Victims of abuse, especially long term abuse, need constant affirmation that they are doing the right thing. That they are loved, that they are capable of making a new life for themselves. They need the wisdom of a good trauma therapist, they need financial help, practical help, and lots of time to process everything. They need to not feel rushed to “get over it” or “move on” or “just forgive”. They don’t believe in themselves, they desperately need others to believe in them and walk with them through all the murky waters of healing. It can be exhausting walking along someone like this. I should know, I exhausted a few friends to the point of no return. I don’t blame them, it is a long weary road. It takes incredible patience, love and a willingness to be repetitive and constant for someone who is suffering with CPTSD or other trauma related issues. I am eternally grateful for my tribe of friends and family who have so patiently walked this path with me.
But, while to road to healing is long and seemingly impossible, you eventually start to see little pieces of hope. And as always, I want to focus on that hope because it is all that really matters.
Normally, whenever I have to return to my hometown for the children’s visitations with their dad, I get a knot in my stomach. The whole weekend is filled with anxiety, fear of running into him, fear of him stalking me, fear of what he will do or say. A flood of mixed memories fill my mind. Some memories so sweet, like birthing my two babies or going on incredibly beautiful hikes…but more often the memories of crying myself to sleep next to a drunken man who had threatened to take my children from me, or memories of being called names and being monitored at all times take over. His voice in my head my constant companion.

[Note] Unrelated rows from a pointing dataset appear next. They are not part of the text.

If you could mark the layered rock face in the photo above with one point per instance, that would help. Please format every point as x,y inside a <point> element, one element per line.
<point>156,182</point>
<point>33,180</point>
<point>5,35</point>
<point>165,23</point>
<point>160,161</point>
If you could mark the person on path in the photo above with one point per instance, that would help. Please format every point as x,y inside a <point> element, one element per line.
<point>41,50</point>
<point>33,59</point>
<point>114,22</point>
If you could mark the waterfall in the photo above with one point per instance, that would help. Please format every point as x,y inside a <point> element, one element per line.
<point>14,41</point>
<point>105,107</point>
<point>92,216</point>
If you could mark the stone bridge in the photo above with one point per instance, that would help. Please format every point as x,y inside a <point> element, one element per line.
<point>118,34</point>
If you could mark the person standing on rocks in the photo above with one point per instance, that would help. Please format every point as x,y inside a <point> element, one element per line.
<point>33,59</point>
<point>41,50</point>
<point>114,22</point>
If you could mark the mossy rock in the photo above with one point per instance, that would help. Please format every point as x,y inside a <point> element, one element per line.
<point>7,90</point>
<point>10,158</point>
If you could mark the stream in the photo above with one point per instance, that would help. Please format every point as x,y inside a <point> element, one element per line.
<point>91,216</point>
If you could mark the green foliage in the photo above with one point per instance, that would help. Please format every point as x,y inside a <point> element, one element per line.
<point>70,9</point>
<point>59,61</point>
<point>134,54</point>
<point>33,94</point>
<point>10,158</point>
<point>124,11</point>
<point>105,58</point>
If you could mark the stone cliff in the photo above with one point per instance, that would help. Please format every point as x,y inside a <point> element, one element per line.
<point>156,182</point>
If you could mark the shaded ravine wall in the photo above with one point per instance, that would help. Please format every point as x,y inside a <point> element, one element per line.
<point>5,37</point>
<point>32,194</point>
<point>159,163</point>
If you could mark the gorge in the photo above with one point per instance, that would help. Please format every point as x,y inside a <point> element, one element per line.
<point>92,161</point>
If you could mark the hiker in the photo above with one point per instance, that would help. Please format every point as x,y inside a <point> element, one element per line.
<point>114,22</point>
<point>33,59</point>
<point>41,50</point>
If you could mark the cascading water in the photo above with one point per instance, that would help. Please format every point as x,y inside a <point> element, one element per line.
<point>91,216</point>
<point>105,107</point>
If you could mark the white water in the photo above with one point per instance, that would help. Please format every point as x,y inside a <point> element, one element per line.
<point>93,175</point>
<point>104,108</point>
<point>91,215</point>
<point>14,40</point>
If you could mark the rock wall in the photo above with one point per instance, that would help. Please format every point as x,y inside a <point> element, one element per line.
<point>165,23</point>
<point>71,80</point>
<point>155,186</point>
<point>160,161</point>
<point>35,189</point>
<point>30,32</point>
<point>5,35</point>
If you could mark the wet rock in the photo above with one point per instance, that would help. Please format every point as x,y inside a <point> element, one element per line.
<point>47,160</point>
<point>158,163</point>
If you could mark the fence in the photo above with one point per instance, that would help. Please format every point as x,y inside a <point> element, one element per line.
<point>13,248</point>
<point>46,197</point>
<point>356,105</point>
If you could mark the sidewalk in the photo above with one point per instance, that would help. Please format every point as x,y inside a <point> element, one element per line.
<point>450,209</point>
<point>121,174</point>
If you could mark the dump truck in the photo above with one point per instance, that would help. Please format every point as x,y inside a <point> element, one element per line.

But this weekend, for the first time in a very very long time, I drove up to my little mountain town and experienced no anxiety. Instead I felt homesick. Homesick for the friends and the town that I have loved for nearly 20 years. For once, my abuser was not in the forefront of my mind. He was a blimp on the map. I am finally able to see him for what he is. A coward and a bully. While he had me believe for so long that he was powerful and smarter/better than me, I now (finally) see the truth. His power was instilling fear and knowing how to inflict pain to my soul. His power was words and threats. But I have taken that power away from him now. I have proven that I will not back down when it comes to protecting my sons. I have proven that he does not determine my worth. He no longer has power over me.
I can’t believe it has taken almost 2 years to get to this point. Two years that have felt like an eternity. Two years of constant hard work and therapy and tears.
Sometimes his words still hurt, and his voice is still very strong in my head, but I am free from the fear.
So this weekend I got to actually miss my home, yet truly know in my heart that I am exactly where I am supposed to be. The boys and I needed a fresh start, a new home. We need my family around us. We did the right thing by moving away, I am just thankful that we still get to go back every once in a while, and from now on I will be able to focus on the good memories made there.
The place where both my sons accepted Christ and we baptized, the place I went to bible school, the place I have met some of the most amazing people, the place I found a job, the place I have hiked for endless miles, the place I came face to face with God’s goodness.